Map Databricks jobs to the tables from which they read/write via ADLS Diagnostic Logs.
Databricks jobs read and write various tables. Historically, these tables have been managed by a Hive Metastore (HMS), either the Databricks provided HMS that is default for each workspace, or an externally managed HMS. In a project to upgrade a Databricks deployment to leverage Unity Catalog, it sometimes becomes necessary to build a "lineage graph" of which jobs read and write which tables in order to sequence an upgrade properly, as some tables may be dependent on other tables. While UC provides this lineage capability out of the box, it is possible (if complex) to reconstruct aspects of it with Databricks and Azure primitives.
To successfully follow the notebooks in this repo, the following must be true:
- You have enabled ADLS Diagnostic Logs on the storage locations for the tables on which you want to construct lineage.
- You have run the External Metastore Inventory script to "dump" HMS information to a queryable Delta table.
- You have run the script (provided by your Databricks representative or manually constructed) to a create a queryable Delta table with all Jobs Run information available on the
jobs/runs/list
API.
In upgrading to Unity Catalog, it is important to identify the dependencies between automated jobs, and the data tables they read from and write to.
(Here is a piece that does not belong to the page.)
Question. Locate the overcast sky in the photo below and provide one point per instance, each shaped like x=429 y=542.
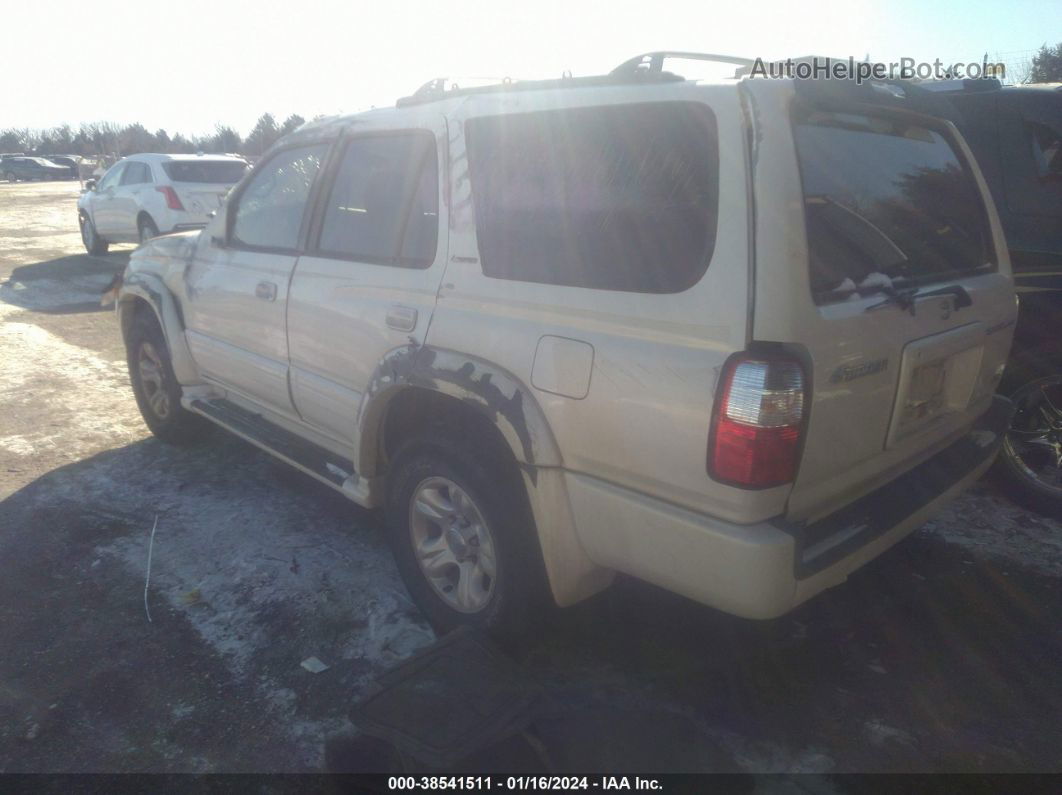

Instead of asking each developer or job owner to determine inputs/outputs of each production job, in Azure it is usually possible to determine this by mapping ADLS logs to cluster IDs.
For each job run (e.g. an instance of a job occurrence), a new ephemeral job cluster gets created to run the job’s tasks. As this cluster accesses cloud storage, ADLS StorageBlobLogs detail the cluster that used some credential (e.g. Service Principal) to access a table at a specific storage path
By creating a mapping of: job run → job cluster id → storage access event → storage path → external HMS table entry, we can determine the specific tables associated with each job:
Assuming all pre-requisites are satisfied, you are ready to proceed with the following notebooks in this repo:
1 ADLS Log Dump to Delta Table
: this script creates a queryable Delta table with ADLS access logs.
2 Job to Cluster to Location Mapping
: this script includes logic to perform joins between ADLS access Logs (step 1), HMS table definitions (pre-req), and job run instances (pre-req).
Once completed successfully, the result is a table that maps Job Ids to the Tables from which is Reads and Writes. This mapping should be used in upgrading to Unity Catalog in order to sequence upgrade of data applications.